Verhandelt wurde hier über den Fall einer Arbeitnehmerin, die von ihrer Ärztin bis zum 27. Oktober 2008 arbeitsunfähig geschrieben war. Dass sie danach weiter krank war, hat niemand angezweifelt, auch die Krankenkasse nicht. Die Betroffene ging allerdings erst am Folgetag, am 28. Oktober 2008 also, zu ihrer Ärztin und wurde erneut arbeitsunfähig geschrieben. Zu spät, befand die Krankenkasse und wurde nun vom Bundessozialgericht bestätigt. Originalton BSG: Der Klägerin steht kein Krg für die Zeit ab 28.10.2008 zu, weil ihre aufrechterhaltene Mitgliedschaft am 27.10.2008 endete. Als die Klägerin am 28.10.2008 die Ärztin U aufsuchte, war sie nicht mehr mit Anspruch auf Krg versichert.

Diese Regeln sind auch vielen Ärzten nicht bekannt. Mitunter vergeben Arztpraxen regelmäßig Termine für den Tag nach Ablauf der AU-Bescheinigung.
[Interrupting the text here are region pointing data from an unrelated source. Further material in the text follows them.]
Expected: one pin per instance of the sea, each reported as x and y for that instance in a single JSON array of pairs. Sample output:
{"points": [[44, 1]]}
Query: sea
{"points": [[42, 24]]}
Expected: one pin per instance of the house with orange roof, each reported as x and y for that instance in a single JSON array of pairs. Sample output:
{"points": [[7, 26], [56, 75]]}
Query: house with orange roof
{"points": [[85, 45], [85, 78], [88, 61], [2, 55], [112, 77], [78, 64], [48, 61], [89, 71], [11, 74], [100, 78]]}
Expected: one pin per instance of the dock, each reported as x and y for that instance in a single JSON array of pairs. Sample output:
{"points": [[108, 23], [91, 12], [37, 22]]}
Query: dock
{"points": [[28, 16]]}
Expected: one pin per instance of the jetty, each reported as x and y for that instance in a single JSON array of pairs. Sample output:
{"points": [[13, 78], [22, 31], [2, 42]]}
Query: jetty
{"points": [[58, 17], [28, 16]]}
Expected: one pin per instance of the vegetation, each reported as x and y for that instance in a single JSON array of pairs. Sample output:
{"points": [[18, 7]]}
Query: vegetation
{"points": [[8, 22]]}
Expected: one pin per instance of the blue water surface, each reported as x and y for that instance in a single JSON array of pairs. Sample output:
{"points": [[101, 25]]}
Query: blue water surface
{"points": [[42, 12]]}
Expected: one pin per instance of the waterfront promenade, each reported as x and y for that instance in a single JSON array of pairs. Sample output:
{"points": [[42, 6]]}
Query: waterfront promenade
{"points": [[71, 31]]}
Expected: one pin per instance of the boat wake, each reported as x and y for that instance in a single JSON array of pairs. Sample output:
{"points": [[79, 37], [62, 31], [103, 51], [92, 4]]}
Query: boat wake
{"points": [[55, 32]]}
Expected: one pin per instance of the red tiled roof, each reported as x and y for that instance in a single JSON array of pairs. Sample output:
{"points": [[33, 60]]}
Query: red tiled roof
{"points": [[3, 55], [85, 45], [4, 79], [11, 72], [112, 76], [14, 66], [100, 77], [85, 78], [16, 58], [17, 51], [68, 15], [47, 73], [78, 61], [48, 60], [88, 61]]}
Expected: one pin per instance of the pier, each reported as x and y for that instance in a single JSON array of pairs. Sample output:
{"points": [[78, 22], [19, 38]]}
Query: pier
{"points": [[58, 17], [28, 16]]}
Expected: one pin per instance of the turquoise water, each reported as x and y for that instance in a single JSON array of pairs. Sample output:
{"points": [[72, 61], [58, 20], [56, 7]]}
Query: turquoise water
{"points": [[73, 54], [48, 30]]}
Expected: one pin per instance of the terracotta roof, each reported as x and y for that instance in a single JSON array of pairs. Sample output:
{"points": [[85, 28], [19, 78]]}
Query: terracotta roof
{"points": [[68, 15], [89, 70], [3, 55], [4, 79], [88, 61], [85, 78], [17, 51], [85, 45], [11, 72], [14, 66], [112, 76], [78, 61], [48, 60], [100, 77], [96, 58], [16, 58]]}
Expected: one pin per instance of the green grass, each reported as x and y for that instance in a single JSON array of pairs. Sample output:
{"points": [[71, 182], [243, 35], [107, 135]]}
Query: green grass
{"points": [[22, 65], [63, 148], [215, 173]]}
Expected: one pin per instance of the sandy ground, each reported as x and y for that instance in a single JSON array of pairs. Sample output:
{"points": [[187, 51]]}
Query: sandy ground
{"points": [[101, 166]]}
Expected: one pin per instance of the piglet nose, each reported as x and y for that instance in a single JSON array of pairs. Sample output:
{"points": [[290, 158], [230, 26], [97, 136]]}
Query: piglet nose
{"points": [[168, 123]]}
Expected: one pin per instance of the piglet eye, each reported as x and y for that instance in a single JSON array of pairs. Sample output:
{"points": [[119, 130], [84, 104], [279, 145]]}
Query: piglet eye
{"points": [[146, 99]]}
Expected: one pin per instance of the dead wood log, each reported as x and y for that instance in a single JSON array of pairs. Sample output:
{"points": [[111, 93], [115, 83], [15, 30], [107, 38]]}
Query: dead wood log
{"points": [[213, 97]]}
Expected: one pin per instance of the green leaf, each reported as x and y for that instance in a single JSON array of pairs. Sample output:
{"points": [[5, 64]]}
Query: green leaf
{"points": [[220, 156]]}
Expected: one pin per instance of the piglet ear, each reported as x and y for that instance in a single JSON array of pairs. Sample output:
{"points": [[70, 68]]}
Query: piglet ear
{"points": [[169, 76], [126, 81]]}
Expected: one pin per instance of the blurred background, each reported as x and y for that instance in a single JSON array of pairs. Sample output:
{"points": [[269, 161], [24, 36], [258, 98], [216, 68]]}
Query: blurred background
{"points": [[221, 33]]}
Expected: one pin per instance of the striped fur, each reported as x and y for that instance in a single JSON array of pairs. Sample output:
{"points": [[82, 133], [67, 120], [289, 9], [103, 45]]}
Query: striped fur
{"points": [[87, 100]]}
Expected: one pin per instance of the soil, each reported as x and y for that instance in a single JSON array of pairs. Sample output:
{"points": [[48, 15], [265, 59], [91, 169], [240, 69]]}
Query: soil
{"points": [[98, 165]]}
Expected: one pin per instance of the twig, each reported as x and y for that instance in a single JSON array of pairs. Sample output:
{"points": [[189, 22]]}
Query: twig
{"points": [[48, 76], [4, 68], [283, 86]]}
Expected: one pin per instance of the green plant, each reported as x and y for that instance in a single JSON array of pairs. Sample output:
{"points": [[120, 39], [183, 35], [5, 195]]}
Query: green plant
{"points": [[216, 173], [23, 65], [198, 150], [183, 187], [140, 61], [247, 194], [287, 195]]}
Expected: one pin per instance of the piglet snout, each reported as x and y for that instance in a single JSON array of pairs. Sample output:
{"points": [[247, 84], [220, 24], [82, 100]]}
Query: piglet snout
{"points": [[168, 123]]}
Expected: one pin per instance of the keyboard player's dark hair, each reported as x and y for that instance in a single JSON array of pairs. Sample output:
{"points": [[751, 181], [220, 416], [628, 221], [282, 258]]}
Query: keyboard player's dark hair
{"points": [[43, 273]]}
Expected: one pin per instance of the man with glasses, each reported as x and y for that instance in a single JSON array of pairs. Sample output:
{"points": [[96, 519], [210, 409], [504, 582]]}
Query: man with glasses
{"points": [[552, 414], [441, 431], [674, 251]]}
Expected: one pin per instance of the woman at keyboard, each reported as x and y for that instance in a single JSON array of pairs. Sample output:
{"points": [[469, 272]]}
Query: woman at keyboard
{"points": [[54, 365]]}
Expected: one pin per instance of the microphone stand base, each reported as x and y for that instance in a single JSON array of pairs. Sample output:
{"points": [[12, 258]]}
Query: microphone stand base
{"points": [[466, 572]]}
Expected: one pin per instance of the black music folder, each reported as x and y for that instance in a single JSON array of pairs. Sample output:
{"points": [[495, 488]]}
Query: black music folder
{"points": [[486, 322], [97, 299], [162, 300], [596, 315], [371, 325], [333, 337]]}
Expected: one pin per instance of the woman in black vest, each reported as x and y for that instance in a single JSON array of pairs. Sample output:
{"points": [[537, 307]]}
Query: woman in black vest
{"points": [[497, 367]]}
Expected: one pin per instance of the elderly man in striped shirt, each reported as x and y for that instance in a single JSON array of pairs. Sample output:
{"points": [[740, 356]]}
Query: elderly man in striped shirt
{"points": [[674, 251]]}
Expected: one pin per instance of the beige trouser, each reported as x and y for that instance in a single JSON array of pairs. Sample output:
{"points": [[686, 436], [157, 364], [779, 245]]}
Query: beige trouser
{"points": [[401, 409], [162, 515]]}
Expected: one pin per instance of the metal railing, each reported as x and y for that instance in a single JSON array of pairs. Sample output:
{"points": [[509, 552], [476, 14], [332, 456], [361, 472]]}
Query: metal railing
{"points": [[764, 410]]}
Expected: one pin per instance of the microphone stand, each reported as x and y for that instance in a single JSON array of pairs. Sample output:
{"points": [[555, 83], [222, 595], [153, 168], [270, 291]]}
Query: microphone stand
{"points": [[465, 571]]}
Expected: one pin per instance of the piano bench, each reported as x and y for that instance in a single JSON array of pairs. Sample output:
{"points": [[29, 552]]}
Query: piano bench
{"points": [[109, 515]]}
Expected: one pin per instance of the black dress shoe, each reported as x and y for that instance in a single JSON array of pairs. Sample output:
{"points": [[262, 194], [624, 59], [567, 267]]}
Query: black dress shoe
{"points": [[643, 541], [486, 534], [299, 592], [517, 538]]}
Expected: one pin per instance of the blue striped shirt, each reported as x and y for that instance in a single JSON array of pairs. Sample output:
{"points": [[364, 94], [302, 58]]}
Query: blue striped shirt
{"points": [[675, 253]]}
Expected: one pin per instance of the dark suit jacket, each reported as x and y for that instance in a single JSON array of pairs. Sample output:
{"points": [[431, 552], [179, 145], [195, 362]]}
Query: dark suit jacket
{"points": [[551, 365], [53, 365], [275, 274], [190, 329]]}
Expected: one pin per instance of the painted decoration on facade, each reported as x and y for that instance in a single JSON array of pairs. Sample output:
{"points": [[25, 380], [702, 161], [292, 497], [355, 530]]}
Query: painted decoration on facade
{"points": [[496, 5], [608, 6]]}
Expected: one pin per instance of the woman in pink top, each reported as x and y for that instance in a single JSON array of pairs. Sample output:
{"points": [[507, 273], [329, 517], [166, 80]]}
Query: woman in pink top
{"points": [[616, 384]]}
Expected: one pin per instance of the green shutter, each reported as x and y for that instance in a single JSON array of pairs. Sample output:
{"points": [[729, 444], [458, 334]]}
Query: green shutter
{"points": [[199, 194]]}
Nach dem jüngsten BSG-Urteil sollte sich hierauf niemand einlassen und auf einem Arzt-Termin spätestens am letzten Tag, für den die AU bescheinigt ist, bestehen.

Regel Nr. 3
Krankschreibung "bis auf weiteres" im Einzelfall möglich

Manchmal bescheinigen Ärzte eine Arbeitsunfähigkeit bis auf weiteres – also ohne konkretes Ablaufdatum der Bescheinigung. So verfuhr ein Arzt bei einem an einer psychosomatischen Krankheit leidenden Arbeitslosengeld-Bezieher. Der Betroffene war über das Ende seines Arbeitslosengeld-Anspruchs hinaus krankgeschrieben und erhielt ab Ende Juli 2003 von der Techniker Krankenkasse Krankengeld. Nach ärztlicher Mitteilung vom 15. März 2004 war ein Zeitpunkt des Wiedereintritts der Arbeitsfähigkeit nicht absehbar. Die TK akzeptierte die nicht terminierte Krankschreibung nicht auf Dauer und stellte die Krankengeld-Zahlung ein. Zu Unrecht, wie das BSG in einem zweiten Krankengeld-Verfahren am 10. Mai 2012 befand (Az.: B 1 KR 20/11 R).